Chasing Greatness

Actor Djimon Hounsou of 'The Island' has come a long way, but he's just beginning to show the world what he's made of.

July 26, 2005|By Michael Sragow | Michael Sragow,SUN MOVIE CRITIC

WASHINGTON - Djimon Hounsou has the potent focus and poetic intuition to make his directors believe in the supernatural.

Hounsou, who co-stars in Michael Bay's current action extravaganza The Island, won an Academy Award nomination two years ago when he played a frustrated African artist befriending an Irish immigrant family in director Jim Sheridan's In America. (It was the first Oscar nod for a black African actor.) While auditioning Hounsou, Sheridan asked the 6-foot-4, powerfully built actor to concentrate all his strength and sensitivity on sussing out the spirit of the Irish family's dead son.

"That started out as an improvisation," Sheridan said, "but it led me to believe that in that film, I could, somewhere, on some level, create the invisible."

So In America became a movie about intangibles - the vibrations that connect children to their parents and parents to each other and all of them to a new land. And Hounsou - a man Sheridan describes as "the most grounded actor you've ever seen, a real John Wayne type" - turned himself into a towering human version of E.T.: a source of truth and heart for the Irish kids, even after he leaves Earth.

Hounsou (his full name is pronounced Jai'-mun Hun'-soo) actually has a John Wayne role in The Island. He plays the chief of a special-ops-grade security force who takes the job of tracking down and eliminating two runaways (Ewan McGregor and Scarlett Johansson) from a mysterious colony.

But Hounsou doesn't feel like John Wayne when he enters a D.C. hotel room in the middle of a typical tour day that started at 7 a.m. and isn't scheduled to end until he throws out the first ball at a Washington Nationals game that night.

"I'm a bit exhausted," he admits, in his soft, French-accented English. But even at half-speed, his quiet containments draw you in. "Charisma" is an overused word, but no other can so aptly describe Hounsou. His magnetism derives from casual grace and generosity as well as intensity. Tell him that his character works in The Island because he makes you feel the humanity inside the terminator and he murmurs, "Thank you." Then he credits director Bay, a filmmaker not well known for helping actors fill out characters.

Hounsou is the opposite of ostentatious. Asked to relate his extraordinary life story, he says, "Let me quickly block it out for you." You have to beg him to slow down. The youngest of five children, he was born in the poor African country of Benin, previously Dahomey, part of French West Africa. In a scenario common to emerging nations dominated by colonial cultures, Hounsou grew up feeling that to accomplish anything he had to journey to the former empire.

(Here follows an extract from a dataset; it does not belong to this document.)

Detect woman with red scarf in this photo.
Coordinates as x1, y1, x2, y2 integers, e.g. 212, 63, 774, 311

At age 12, he made the "huge" leap to Lyon, France, where he lived with two brothers who'd made the trek before him.

His family would have loved for him to become a doctor. But even as a schoolboy in Africa he'd realized that acting was his true vocation. Doing school plays and amateur theatricals in Benin, he discovered, "I could be expressive on-stage in a way I never could be as a shy person, in life." Deep down, he knew that after high school he'd break away and go to Paris.

He ended up panhandling and Dumpster-diving in the City of Light. But in the French equivalent of a movie exec finding a starlet at a Sunset Boulevard drugstore, fashion designer and photographer Thierry Mugler noticed him and pulled him out of the gutter and onto the runway. He became a sought-after presence on the catwalks of Paris and London.

On a trip to Los Angeles with Mugler to promote the designer's latest line, Hounsou realized that Hollywood was where he wanted to be: "It was the center of entertainment for the world."

He made his stand to become an actor. After studying with coaches whose lessons he couldn't take to heart, he enrolled with Harry Mastrogeorge - "my best, most inspiring teacher. His take on acting seemed so much more accurate to me than anything I'd heard before. Because at the end of the day, it's being willing to play and to make it believable."

He's not a Method actor intent on drawing from his own life. "As an actor, you're the instrument of what you do, so of course you do leave a bit of yourself or your persona in some of the roles you play. But you should be able to separate your life from your work."

Still, talking to Hounsou and thinking of his performing high points, you sense him calling on the deep wells of resilience and humor that he acquired in his rise from obscure poverty to international acclaim. His performance in Amistad is astounding both as a piece of acting and an epochal career leap.

By 1997, he'd gained experience only in small film roles and music videos. But Hounsou found himself playing the African hero Cinque, who rose up against slave traders, commandeered the Spanish ship La Amistad and kept his people unified even after the U.S. Coast Guard captured them and lawyers argued their case for freedom all the way to the Supreme Court.